The book is all filtered through the perspective of one disaffected youth, with his life-long BFF at his side. These guys grew up playing D&D, playing boffer swordfighting, and learning survival skills in scouts. So when the digital changeover leaves a gap of frequencies that pirate broadcasters hijack to share their apocalyptic warnings, the boys listen. They start planning, preparing, assembling their own ‘how to survive the apocalypse’ manual, a manual that assumes violence. Not just violence to survive, but lots of violence, as a primary tool of obtaining what you want.
Noise is a book about the ways that personal mythology can be used to completely transform your thinking, and how cultural narratives and groupthink can be used to justify all sorts of horrible acts.
The book is far easier to understand just by reading it.
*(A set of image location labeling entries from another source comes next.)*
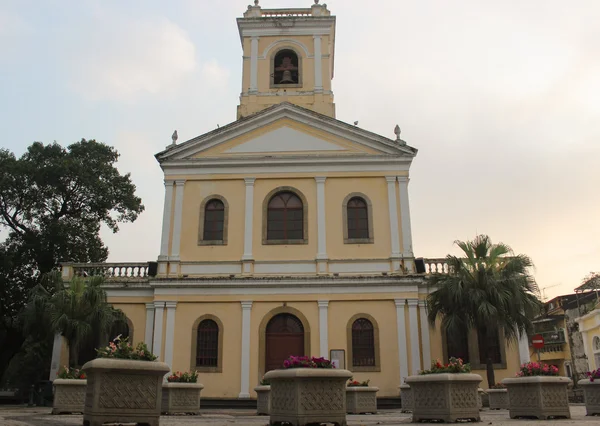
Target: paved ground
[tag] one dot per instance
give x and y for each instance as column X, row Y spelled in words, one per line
column 23, row 416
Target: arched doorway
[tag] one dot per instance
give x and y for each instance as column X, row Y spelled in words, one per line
column 284, row 336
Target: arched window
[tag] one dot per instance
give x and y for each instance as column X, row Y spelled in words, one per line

I found that as much as I deplored what was going on in the book, it was compellingly told, and I could imagine that there would be no small number of people who, in the event of a collapse as described (sketchily, I’ll add — either viewable as a bug in the book or a feature if you think that the main character doesn’t really care about the collapse, just the response), would go off the deep end like that.
It’s not an easy book to read, and it is not a clear condemnation or valorization of geeks, boy scouts, or anarchists. It is, instead, a fascinating character study of how a pair of suburban boys try to transform themselves into the kind of people who can survive and thrive in an apocalypse and post-collapse world.